For reference the existing codebase in R has two main functions: sample_mcmc() and compute_predicted_values(). Below is the callgraph for sample_mcmc().

Likewise, the callgraph for compute_predicted_values() (renamed as compute_pred_vals()) is illustrated below. We plan to map these functions into the suitable component within the logical view presented earlier.

Folder structure 

The directory structure of your new project looks like this:

├── LICENSE
├── Makefile           <- Makefile with commands like `make data` or `make train`
├── README.md          <- The top-level README for developers using this project.
├── data
│   ├── external       <- Data from third party sources.
│   ├── interim        <- Intermediate data that has been transformed.
│   ├── processed      <- The final, canonical data sets for modeling.
│   └── raw            <- The original, immutable data dump.
│
├── docs               <- A default Sphinx project; see sphinx-doc.org for details
│
├── models             <- Trained and serialized models, model predictions, or model summaries
│
├── notebooks          <- Jupyter notebooks. Naming convention is a number (for ordering),
│                         the creator's initials, and a short `-` delimited description, e.g.
│                         `1.0-jqp-initial-data-exploration`.
│
├── references         <- Data dictionaries, manuals, and all other explanatory materials.
│
├── reports            <- Generated analysis as HTML, PDF, LaTeX, etc.
│   └── figures        <- Generated graphics and figures to be used in reporting
│
├── requirements.txt   <- The requirements file for reproducing the analysis environment, e.g.
│                         generated with `pip freeze > requirements.txt`
│
├── setup.py           <- Make this project pip installable with `pip install -e`
├── src                <- Source code for use in this project.
│   ├── __init__.py    <- Makes src a Python module
│   │
│   ├── data           <- Scripts to download or generate data
│   │   └── make_dataset.py
│   │
│   ├── features       <- Scripts to turn raw data into features for modeling
│   │   └── build_features.py
│   │
│   ├── models         <- Scripts to train models and then use trained models to make
│   │   │                 predictions
│   │   ├── predict_model.py
│   │   └── train_model.py
│   │
│   └── visualization  <- Scripts to create exploratory and results oriented visualizations
│       └── visualize.py
│
└── tox.ini            <- tox file with settings for running tox; see tox.readthedocs.io

Test Phases Management 

Unit tests 

PyTest is a framework to improve testing productivity.
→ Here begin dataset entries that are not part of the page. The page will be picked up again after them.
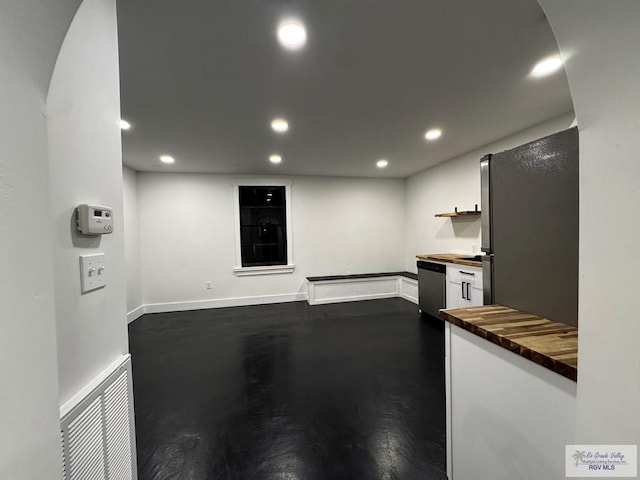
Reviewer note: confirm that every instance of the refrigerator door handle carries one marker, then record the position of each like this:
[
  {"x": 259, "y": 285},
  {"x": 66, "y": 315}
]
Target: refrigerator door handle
[
  {"x": 485, "y": 201},
  {"x": 487, "y": 280}
]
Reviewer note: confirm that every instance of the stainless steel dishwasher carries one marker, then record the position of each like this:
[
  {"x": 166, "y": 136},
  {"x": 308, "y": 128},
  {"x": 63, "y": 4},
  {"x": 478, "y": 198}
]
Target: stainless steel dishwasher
[{"x": 431, "y": 287}]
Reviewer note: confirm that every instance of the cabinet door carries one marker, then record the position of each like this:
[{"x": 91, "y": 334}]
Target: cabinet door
[{"x": 454, "y": 293}]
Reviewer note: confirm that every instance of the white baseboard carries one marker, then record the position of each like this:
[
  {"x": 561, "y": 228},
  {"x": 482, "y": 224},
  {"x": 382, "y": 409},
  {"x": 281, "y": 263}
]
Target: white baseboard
[
  {"x": 135, "y": 313},
  {"x": 409, "y": 289},
  {"x": 223, "y": 302}
]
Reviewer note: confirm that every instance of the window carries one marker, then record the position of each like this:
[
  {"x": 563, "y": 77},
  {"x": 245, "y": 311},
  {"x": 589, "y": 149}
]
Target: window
[{"x": 263, "y": 227}]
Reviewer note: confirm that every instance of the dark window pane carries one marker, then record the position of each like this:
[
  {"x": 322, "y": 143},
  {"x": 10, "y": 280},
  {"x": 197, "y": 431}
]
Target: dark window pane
[{"x": 263, "y": 233}]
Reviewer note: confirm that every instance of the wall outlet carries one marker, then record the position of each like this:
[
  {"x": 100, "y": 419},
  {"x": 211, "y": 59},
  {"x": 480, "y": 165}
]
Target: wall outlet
[{"x": 93, "y": 274}]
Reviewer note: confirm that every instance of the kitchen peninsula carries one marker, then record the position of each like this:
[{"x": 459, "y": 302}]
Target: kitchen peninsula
[{"x": 511, "y": 393}]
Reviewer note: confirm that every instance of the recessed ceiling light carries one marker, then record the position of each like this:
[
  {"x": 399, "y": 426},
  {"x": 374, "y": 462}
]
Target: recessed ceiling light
[
  {"x": 547, "y": 66},
  {"x": 292, "y": 34},
  {"x": 433, "y": 134},
  {"x": 280, "y": 125}
]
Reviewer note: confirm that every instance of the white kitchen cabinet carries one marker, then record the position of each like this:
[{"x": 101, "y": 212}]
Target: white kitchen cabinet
[
  {"x": 507, "y": 417},
  {"x": 464, "y": 286}
]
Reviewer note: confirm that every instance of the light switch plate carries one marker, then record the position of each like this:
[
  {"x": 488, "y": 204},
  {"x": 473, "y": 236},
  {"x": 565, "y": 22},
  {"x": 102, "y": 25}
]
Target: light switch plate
[{"x": 93, "y": 272}]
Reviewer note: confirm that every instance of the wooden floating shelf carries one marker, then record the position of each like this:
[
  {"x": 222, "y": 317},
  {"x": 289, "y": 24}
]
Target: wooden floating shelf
[
  {"x": 463, "y": 213},
  {"x": 459, "y": 214}
]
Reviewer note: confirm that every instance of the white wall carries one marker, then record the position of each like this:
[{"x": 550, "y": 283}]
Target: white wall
[
  {"x": 600, "y": 41},
  {"x": 456, "y": 183},
  {"x": 83, "y": 109},
  {"x": 131, "y": 240},
  {"x": 30, "y": 35},
  {"x": 187, "y": 236}
]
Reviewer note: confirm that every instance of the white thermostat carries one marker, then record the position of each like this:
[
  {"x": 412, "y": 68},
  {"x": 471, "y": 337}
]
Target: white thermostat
[{"x": 94, "y": 220}]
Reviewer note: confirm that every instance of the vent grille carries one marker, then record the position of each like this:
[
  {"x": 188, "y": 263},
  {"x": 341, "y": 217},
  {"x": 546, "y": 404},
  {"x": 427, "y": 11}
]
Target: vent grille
[
  {"x": 97, "y": 435},
  {"x": 118, "y": 428}
]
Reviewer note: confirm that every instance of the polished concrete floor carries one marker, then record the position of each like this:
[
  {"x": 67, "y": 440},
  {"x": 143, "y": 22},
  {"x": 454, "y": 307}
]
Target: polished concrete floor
[{"x": 346, "y": 391}]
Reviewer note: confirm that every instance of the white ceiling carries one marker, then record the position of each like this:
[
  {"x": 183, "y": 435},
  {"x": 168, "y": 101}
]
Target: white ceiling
[{"x": 202, "y": 79}]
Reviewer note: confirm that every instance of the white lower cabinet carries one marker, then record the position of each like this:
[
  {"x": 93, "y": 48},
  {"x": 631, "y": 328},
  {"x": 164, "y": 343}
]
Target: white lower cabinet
[
  {"x": 507, "y": 418},
  {"x": 464, "y": 286}
]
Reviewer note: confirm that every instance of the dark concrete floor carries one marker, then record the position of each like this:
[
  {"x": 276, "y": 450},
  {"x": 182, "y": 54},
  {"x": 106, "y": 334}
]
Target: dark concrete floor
[{"x": 288, "y": 391}]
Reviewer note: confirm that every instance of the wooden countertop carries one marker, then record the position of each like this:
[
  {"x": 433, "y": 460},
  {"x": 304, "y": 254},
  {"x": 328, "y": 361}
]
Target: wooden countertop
[
  {"x": 550, "y": 344},
  {"x": 449, "y": 258}
]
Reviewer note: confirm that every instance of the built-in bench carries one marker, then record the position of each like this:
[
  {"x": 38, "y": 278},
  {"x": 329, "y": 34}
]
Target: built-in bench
[{"x": 362, "y": 286}]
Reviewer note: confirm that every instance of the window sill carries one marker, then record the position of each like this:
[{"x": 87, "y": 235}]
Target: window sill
[{"x": 268, "y": 270}]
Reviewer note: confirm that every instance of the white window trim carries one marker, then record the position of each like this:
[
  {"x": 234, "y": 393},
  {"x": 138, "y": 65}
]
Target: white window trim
[{"x": 239, "y": 270}]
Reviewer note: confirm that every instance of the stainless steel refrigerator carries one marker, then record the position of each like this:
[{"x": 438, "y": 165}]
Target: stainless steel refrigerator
[{"x": 530, "y": 227}]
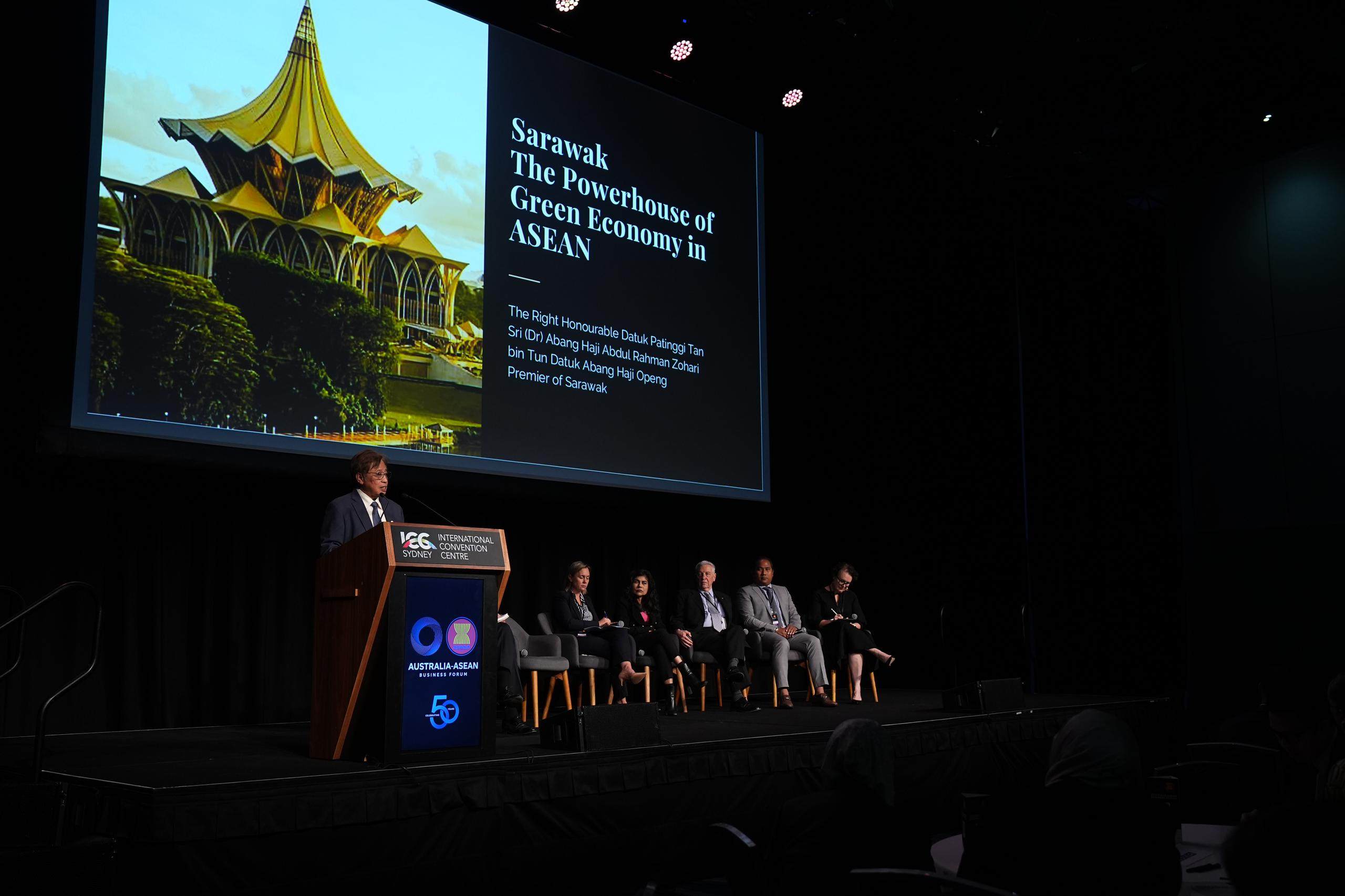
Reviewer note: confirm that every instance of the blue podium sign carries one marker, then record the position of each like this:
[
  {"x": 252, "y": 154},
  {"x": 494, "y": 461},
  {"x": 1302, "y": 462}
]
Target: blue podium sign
[{"x": 443, "y": 666}]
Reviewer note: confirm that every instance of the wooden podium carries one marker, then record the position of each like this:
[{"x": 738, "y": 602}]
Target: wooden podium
[{"x": 358, "y": 665}]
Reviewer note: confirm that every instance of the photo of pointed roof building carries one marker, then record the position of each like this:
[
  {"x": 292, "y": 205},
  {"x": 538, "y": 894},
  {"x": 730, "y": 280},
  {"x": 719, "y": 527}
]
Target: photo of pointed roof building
[{"x": 291, "y": 181}]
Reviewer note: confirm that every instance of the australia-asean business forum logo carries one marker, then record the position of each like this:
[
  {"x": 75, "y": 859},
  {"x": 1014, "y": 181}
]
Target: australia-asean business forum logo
[
  {"x": 460, "y": 641},
  {"x": 460, "y": 638}
]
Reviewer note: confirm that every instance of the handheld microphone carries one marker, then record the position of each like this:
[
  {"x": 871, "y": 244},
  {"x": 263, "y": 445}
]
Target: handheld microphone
[{"x": 407, "y": 494}]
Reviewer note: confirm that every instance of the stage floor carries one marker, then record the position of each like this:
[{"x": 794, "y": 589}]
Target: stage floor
[{"x": 220, "y": 759}]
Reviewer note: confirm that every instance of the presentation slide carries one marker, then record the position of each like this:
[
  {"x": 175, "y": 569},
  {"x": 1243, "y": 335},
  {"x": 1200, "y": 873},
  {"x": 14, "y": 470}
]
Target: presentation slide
[{"x": 460, "y": 248}]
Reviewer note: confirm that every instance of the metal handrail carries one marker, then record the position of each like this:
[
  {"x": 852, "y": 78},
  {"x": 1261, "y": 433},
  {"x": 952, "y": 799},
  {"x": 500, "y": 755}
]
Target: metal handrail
[
  {"x": 19, "y": 655},
  {"x": 1251, "y": 748},
  {"x": 39, "y": 739},
  {"x": 947, "y": 880}
]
The test are written in Python language, they are easy and scalable.

Feature Tests 

One or multiple unit tests can be used to test the functionality of a component.

Integration Tests 

To test multiple components of the software or to perform end-to-end testing to ensure that the software is working.

Performance Tests 

We will perform performance tests to measure the efficiency of a piece of code. The size of the code may range from a single method to the whole software.

Problem Resolution 

We will use GitHub’s issue tracking to handle all feature requests, change requests, inquiries, questions as well as to report bugs. Using GitHub’s tracking feature, issues will be opened when a matter is raised. GitHub allows us to create custom categories to easily classify our issues. This will allow us to filter through the different requests, inquiries and/or bugs. We will also be able to assign issues to different individuals based on who is more qualified to handle the given issue. Comments can be left on issues, allowing for discussion and problem solving among other team members, as well as status updates on the given issue. Finally, once an issue is resolved, the issue can be closed, allowing us to easily track which issues remain.